As I gently picked my way through the seated crowds on a Parisian rooftop, the thought came to me that whisky shows aren’t meant to be like this. A DJ was playing, and whisky cocktails made by some of the trade’s top names were being sipped.

The sun was shining, people were chilling, laughing, smiling. On the floor below, the queue for the Dead Rabbit pop-up had reached epic proportions. Boats filled with folk keen to learn more about Dalmore were setting off down the Seine.

Whisky Live Paris has always pushed the boundaries of what a whisky show could be, but this year, in the art space Les Docks, those boundaries were extended even further.

Don’t get me wrong. On the exhibition floor you could still experience the intensity that defines this show – every stand with a spittoon, small samples being poured, notebooks being written in.

On the first floor were masterclasses: Karuizawa, Nikka, a single cask selection being made by the audience, yet more of Dewar’s new single malt range and two sessions on rum.

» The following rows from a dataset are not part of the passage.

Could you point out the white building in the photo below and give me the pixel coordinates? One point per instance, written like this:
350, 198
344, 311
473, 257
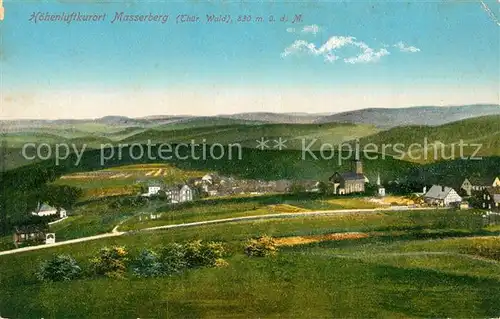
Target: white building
380, 188
180, 193
442, 196
47, 210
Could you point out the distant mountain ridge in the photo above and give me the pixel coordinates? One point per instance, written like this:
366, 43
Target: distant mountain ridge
422, 115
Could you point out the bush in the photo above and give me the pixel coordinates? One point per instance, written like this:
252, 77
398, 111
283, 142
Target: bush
59, 268
261, 247
111, 262
173, 259
487, 249
147, 264
199, 254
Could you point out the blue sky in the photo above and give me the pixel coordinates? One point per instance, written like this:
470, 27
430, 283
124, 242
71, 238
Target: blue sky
353, 54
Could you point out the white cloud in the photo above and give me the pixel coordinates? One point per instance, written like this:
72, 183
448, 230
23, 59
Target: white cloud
406, 48
314, 29
368, 55
328, 50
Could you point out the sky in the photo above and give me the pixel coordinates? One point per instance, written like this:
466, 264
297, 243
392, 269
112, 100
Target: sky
340, 56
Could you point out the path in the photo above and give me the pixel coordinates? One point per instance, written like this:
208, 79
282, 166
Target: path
116, 233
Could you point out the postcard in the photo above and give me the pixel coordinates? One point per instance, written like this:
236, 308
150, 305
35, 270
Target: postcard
249, 159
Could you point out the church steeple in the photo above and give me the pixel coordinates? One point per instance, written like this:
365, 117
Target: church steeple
358, 165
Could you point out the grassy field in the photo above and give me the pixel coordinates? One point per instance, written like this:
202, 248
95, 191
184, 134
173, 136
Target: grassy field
210, 209
125, 180
370, 277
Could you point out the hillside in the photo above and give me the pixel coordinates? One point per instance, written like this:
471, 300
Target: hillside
424, 115
479, 136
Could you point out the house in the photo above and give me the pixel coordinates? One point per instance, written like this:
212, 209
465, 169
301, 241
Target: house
154, 187
30, 233
349, 182
442, 196
471, 184
180, 193
491, 199
47, 210
380, 188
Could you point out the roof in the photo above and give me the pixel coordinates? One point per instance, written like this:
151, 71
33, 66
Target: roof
155, 182
481, 181
438, 192
349, 176
31, 228
495, 193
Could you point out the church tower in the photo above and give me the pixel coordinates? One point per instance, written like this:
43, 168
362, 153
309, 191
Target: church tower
358, 165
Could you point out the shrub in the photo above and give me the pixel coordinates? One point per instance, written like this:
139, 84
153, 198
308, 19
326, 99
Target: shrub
488, 249
261, 247
199, 254
59, 268
111, 262
173, 258
147, 264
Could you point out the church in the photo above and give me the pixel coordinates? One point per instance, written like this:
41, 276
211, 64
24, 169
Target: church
349, 182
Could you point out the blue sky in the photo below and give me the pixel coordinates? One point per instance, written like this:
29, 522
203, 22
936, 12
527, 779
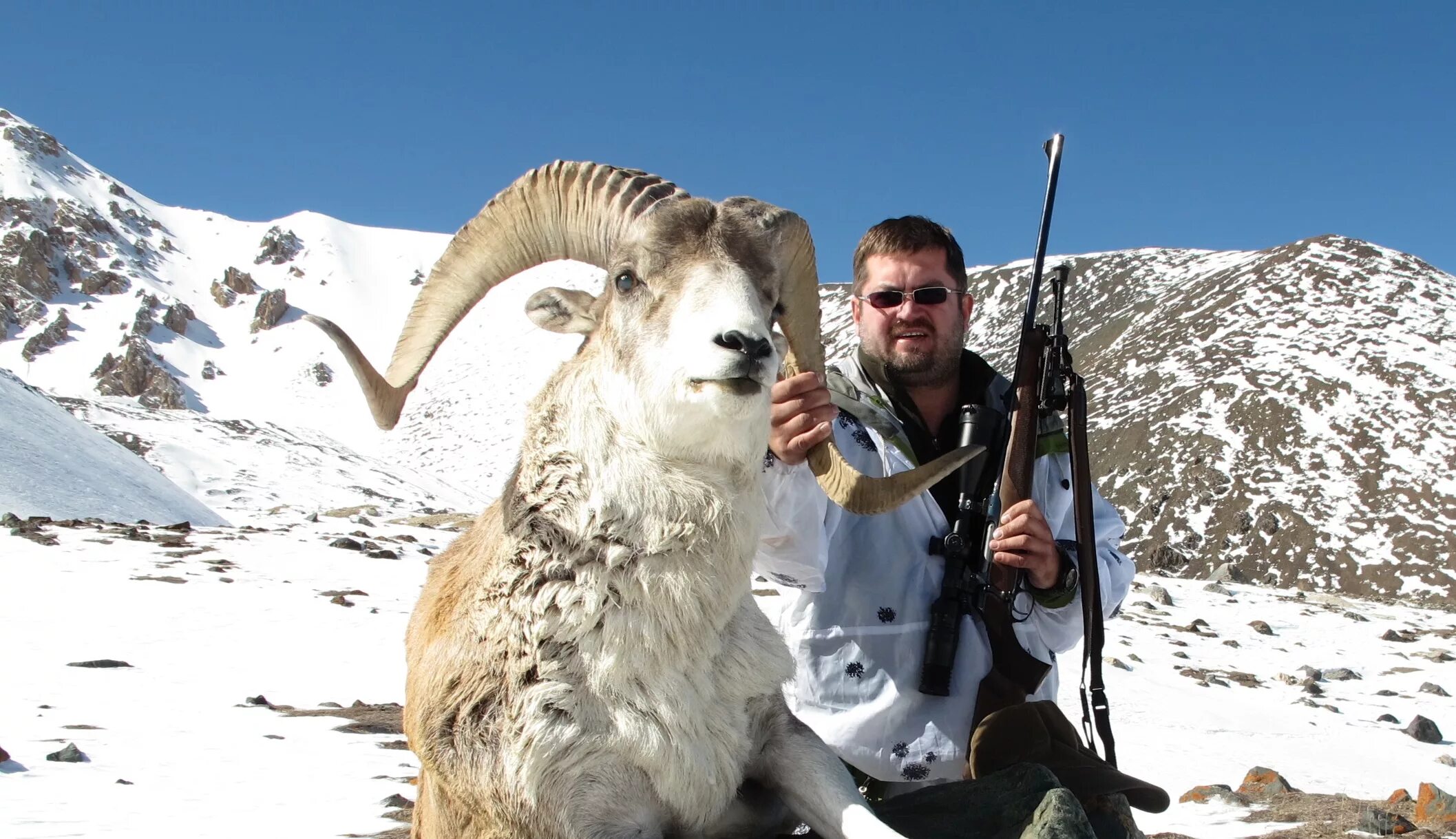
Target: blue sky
1223, 126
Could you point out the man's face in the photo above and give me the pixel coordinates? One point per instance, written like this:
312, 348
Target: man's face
919, 344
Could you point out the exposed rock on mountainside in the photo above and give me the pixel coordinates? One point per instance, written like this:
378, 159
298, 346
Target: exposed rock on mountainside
239, 282
1263, 416
271, 306
47, 339
279, 246
137, 373
1280, 410
176, 317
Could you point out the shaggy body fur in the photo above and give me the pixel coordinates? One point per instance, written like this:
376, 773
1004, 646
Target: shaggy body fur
581, 669
587, 661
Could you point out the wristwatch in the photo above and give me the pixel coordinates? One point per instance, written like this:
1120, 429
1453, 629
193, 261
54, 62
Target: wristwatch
1066, 586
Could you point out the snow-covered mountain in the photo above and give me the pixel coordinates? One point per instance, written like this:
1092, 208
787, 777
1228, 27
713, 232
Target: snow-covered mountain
1280, 410
59, 467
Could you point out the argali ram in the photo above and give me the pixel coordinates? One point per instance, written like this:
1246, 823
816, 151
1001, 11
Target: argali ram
587, 660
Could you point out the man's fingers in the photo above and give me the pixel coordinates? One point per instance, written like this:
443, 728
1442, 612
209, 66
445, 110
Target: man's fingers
800, 446
1022, 542
800, 404
1014, 560
794, 385
1024, 524
800, 423
1027, 507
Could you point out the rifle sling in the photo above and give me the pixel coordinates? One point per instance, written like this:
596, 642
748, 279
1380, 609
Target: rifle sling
1093, 690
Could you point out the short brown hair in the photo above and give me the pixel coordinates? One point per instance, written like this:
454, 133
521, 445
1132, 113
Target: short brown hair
909, 235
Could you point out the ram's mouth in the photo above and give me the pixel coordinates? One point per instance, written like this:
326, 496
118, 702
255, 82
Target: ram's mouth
737, 385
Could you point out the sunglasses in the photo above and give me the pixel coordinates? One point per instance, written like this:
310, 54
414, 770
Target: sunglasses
893, 297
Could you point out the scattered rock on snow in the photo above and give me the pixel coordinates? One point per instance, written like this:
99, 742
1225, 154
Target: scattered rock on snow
271, 308
1212, 792
69, 755
1261, 783
176, 318
1435, 807
1424, 730
1382, 823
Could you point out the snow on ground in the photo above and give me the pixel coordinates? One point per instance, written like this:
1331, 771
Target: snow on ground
200, 762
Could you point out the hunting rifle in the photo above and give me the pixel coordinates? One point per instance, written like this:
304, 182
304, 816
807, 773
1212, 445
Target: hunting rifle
1044, 383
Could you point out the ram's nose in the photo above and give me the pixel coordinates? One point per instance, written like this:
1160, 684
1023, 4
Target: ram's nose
752, 346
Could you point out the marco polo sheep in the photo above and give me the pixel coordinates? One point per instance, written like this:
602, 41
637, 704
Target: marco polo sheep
587, 660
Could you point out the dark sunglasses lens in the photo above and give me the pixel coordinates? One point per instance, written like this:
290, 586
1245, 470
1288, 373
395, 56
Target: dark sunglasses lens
884, 299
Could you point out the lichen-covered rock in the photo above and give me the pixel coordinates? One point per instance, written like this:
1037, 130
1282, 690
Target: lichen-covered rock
137, 373
105, 283
1260, 783
239, 282
279, 246
1435, 809
1424, 730
142, 322
222, 295
271, 306
176, 318
25, 261
47, 339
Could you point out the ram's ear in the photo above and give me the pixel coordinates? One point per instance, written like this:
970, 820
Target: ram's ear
562, 310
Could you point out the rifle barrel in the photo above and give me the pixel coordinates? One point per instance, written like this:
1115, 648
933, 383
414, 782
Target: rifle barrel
1053, 149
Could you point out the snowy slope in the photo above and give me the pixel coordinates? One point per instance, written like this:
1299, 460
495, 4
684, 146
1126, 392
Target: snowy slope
56, 465
1283, 410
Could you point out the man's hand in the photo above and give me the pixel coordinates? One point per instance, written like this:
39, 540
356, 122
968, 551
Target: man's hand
1024, 541
800, 417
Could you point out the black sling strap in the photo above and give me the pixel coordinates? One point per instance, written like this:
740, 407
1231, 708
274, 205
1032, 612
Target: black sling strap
1094, 692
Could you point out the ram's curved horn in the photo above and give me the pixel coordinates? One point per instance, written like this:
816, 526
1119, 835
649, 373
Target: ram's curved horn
801, 325
564, 210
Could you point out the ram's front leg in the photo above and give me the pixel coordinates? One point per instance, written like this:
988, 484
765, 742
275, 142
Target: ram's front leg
807, 775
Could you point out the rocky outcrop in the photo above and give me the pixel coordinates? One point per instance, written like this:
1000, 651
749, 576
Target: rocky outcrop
105, 283
47, 339
223, 296
137, 373
25, 279
176, 318
143, 321
279, 246
239, 282
271, 306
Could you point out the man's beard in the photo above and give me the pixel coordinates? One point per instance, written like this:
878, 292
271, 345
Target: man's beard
927, 369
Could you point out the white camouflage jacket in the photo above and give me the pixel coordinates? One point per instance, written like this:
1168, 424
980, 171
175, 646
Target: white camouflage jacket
858, 592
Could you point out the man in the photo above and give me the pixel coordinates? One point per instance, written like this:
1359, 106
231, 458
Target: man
858, 619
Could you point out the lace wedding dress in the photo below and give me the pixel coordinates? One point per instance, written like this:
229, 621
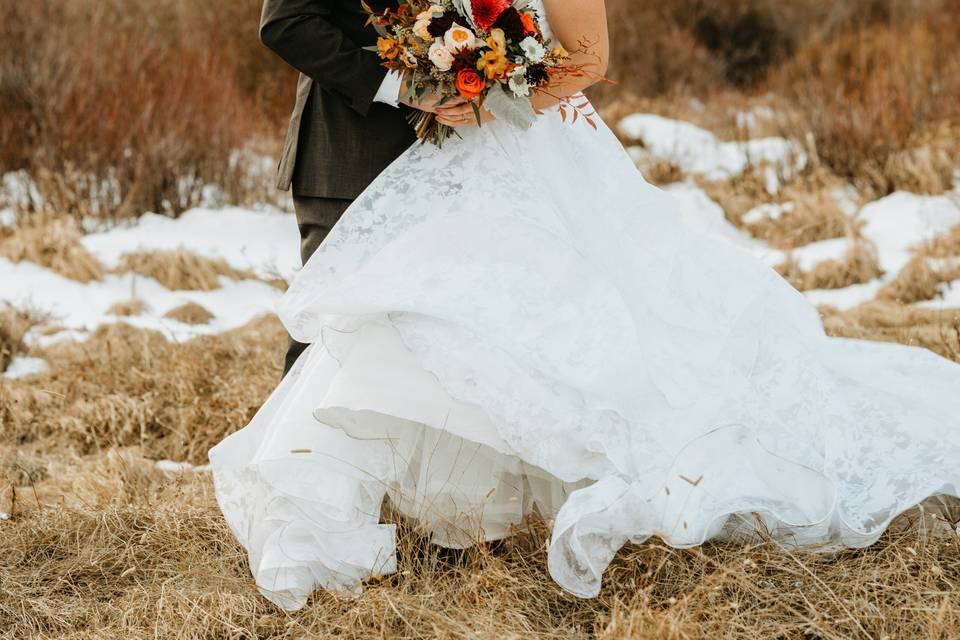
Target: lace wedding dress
519, 323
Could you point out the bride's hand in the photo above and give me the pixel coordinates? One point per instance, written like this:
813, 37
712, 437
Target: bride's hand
462, 115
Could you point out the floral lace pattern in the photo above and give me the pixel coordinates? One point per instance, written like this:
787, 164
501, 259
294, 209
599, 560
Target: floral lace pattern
674, 380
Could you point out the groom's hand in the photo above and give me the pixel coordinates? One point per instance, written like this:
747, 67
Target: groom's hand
462, 115
429, 102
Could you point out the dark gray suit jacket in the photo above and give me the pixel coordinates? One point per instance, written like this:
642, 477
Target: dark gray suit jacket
338, 139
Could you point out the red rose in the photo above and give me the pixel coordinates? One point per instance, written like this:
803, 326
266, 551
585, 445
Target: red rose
470, 84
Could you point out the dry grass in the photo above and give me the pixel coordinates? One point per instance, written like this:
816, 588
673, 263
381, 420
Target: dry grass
815, 213
131, 307
101, 544
125, 387
180, 270
190, 313
858, 266
933, 265
51, 242
14, 325
888, 321
107, 547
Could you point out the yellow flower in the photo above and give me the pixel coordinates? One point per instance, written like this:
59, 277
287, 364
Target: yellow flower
494, 62
498, 41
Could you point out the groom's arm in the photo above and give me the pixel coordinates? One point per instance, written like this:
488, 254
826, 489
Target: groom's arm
299, 32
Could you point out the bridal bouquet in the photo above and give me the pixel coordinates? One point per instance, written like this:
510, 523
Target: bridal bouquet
492, 53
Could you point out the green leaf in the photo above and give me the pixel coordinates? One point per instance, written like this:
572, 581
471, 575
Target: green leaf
476, 112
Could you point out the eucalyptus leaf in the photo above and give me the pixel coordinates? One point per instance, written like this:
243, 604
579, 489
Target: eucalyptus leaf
517, 112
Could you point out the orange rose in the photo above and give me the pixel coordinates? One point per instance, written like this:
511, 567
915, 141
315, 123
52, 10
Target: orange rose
389, 48
529, 24
470, 84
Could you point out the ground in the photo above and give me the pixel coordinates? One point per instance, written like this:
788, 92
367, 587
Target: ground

Yes, rum. This has been a show which has – rightly in my view – cast its net ever wider not just in terms of experience but in the range of products on offer. I spent as much time tasting rhum/rum, Cognac and fruit spirits as I did whisky.

Scotty Shuder

Tiki mash-up: Scotty Shuder of Dirty Dick in Paris mixing Monkey Shoulder

Of the latter there was a raft of new(er) distilleries: a definition of estery freshness from Eddu’s first foray into barley (they usually use buckwheat), the promise shown by Dry Fly and Sonoma County and, in the cleverly curated new zone ‘Works In Progress’, the fantastic quality of spirit coming from Cotswolds and Wolfburn.

The message was clear: there is space for all of this. You can drink a Monkey Shoulder tiki mash-up (courtesy of Dirty Dick’s Scotty Shuder), enjoy rum and fine single malts. Whisky, the show says, is no longer restricted and restrictive.

Will all shows become like this? I’m not sure. Maybe this format only works because the organiser (La Maison du Whisky) knows its audience and tailors the experience to suit, but surely there are lessons to be learned by all show promoters?

Pouring neat tots is no longer enough – there is a wider world to connect with.